Stichtagsregelung wäre guter europäischer Kompromiss

Eine Stichtagsregelung wäre ein guter Kompromiss im Streit um die Forschung mit menschlichen embryonalen Stammzellen im 6. EU-Forschungsrahmenprogramm. Dies erklärte der Vorsitzende der Arbeitsgruppe Bioethik der größten Fraktion im Europäischen Parlament  (EVP/ED) Dr. Peter Liese.

Am Donnerstag, dem 24. April 2003 findet ein interinstitutionelles Seminar zu diesem Thema in Brüssel statt. Vertreter von Ministerrat, Europäischem Parlament und Europäischer Kommission beraten  gemeinsam mit Experten über die Frage, wie nach Ablauf des einjährigen Moratoriums mit dieser umstrittenen Forschung aus Mitteln der EU verfahren werden soll. Die Frage hatte im letzten Jahr zu heftigen Kontroversen und sogar zur Verzögerung des 17,5 Milliarden Euro umfassenden 6. Forschungs-rahmenprogramms geführt. Letztendlich hatte sich der Ministerrat im September 2002 auf ein einjähriges Moratorium geeinigt.

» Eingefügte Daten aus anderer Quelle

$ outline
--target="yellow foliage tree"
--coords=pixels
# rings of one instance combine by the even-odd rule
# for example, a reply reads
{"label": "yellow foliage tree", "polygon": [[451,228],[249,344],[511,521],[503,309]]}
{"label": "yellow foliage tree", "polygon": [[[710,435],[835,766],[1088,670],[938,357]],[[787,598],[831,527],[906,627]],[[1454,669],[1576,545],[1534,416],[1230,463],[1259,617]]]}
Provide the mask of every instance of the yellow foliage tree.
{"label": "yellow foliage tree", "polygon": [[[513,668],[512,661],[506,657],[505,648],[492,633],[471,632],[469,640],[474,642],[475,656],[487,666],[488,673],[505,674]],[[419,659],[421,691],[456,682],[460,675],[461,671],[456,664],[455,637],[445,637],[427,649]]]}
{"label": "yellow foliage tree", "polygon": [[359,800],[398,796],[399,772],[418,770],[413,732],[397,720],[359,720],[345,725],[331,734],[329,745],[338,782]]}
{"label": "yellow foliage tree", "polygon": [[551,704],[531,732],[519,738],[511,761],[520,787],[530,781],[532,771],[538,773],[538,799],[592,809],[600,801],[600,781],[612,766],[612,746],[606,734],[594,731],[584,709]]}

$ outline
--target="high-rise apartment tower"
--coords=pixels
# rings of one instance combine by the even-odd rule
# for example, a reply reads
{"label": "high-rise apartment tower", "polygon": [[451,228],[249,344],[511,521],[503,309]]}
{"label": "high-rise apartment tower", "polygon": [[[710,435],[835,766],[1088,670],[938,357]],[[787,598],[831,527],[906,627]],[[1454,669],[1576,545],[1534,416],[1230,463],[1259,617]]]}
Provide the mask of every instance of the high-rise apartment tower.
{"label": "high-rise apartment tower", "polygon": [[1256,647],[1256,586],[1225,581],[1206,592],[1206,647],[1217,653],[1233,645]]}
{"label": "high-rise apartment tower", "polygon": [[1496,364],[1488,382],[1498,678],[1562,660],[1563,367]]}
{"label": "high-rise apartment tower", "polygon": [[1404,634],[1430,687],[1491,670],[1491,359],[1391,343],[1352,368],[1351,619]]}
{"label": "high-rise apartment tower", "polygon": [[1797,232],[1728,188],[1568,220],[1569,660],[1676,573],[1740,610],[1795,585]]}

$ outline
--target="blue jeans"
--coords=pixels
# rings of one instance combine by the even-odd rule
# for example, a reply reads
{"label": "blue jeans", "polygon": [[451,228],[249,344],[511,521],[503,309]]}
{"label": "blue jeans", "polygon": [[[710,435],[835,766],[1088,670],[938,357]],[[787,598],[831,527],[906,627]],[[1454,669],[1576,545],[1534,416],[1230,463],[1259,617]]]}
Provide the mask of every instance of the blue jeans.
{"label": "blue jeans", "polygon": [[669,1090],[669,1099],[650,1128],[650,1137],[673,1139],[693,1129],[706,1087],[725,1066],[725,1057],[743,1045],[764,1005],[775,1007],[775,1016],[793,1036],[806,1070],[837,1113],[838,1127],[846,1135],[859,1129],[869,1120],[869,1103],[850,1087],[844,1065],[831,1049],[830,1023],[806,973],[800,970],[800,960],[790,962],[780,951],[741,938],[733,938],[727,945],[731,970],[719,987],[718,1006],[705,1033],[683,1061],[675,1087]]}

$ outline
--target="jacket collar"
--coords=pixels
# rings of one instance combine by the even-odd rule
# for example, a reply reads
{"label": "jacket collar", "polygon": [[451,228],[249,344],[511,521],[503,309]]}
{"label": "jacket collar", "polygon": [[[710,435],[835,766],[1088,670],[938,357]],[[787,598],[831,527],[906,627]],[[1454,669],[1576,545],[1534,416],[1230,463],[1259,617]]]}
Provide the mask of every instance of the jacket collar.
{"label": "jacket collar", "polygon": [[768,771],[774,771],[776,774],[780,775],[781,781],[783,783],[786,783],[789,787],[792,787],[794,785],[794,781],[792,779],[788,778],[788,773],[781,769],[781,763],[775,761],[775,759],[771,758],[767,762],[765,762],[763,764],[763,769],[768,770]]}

Das Seminar soll zur Vorbereitung der Entscheidung dienen, was nach Ablauf des Moratoriums geschehen soll.

Liese betonte, dass nach seiner persönlichen Meinung jegliche embryonale Stammzellforschung aus Mitteln der EU nicht gefördert werden sollte. "Dieses Thema ist so kontrovers und es gibt extreme Unterschiede in den nationalen Positionen. Es ist überhaupt nicht einzusehen, dass die knappen Mittel für diese umstrittene Forschung verwendet werden sollen. Kommissar Busquin hatte im letzten Jahr bekannt gegeben, dass von den 15.000 Forscherteams, die Vorschläge zum 6. Forschungsrahmenprogramm eingereicht haben, sich nur 9 mit embryonalen Stammzellen beschäftigen. Von den anderen 14.991 können sehr viele Projekte nicht gefördert werden, obwohl sie wissenschaftlich höchsten Ansprüchen genügen" so Liese.

Der Mediziner befürchtet jedoch, dass eine solche Lösung nicht realistisch ist. Daher forderte er die Bundesregierung auf, energisch für eine Stichtagsregelung zu werben. An dieser Stichtagsregelung, wie sie z. B. in Deutschland oder für die öffentlich geförderte Forschung in den USA gilt, können zwar sowohl die Gegner, als auch die Befürworter berechtigte Kritik üben, sie ist jedoch als Kompromiss durchaus geeignet. Grundlagenforschung sei mit den bisher vorhandenen embryonalen Stammzelllinien durchaus möglich. Aus ethischer Sicht sei es ein Vorteil, dass der Anreiz zur Zerstörung von Embryonen entfalle. Außerdem sei es wichtig, die Methoden zur künstlichen Befruchtung  zu fördern, bei denen keine sogenannten "überzähligen" Embryonen entstehen.

Der Europäischen Kommission warf Liese vor, in der Frage sehr parteiisch zu sein. Der im Laufe des März aufgetauchte erste Entwurf, der sehr einseitig die embryonale Stammzellforschung unterstützte und das Potential adulter Stammzellen klein redete, zeige die wahre Denkweise der Europäischen Kommission. Durch die vielen öffentlichen Proteste, insbesondere aus Deutschland, sei der Entwurf abgeschwächt worden. Trotzdem sei es klar, dass die Europäische Kommission fast um jeden Preis Embryonenforschung fördern will. Daher sei es entscheidend, dass die Mitgliedstaaten, die kritisch dazu stehen, das heißt auch Deutschland, energisch für ihre Position eintreten.

Die Europäische Kommission kann das Europäische Parlament nach Ansicht Lieses nicht mehr für ihre relativ liberale Position in Anspruch nehmen. In einer Abstimmung am 10. April forderten 50 Prozent der Abgeordneten ein europaweites Verbot der verbrauchenden Embryonenforschung. Der Antrag wurde bei Stimmengleichheit zwar abgelehnt, "trotzdem ist es offensichtlich, dass das Europäische Parlament diese Forschung nicht unterstützt, denn wenn 50 Prozent für ein europaweites Verbot sind, wird sich sicherlich keine Mehrheit für eine finanzielle Unterstützung aus Mitteln der EU finden". so Liese.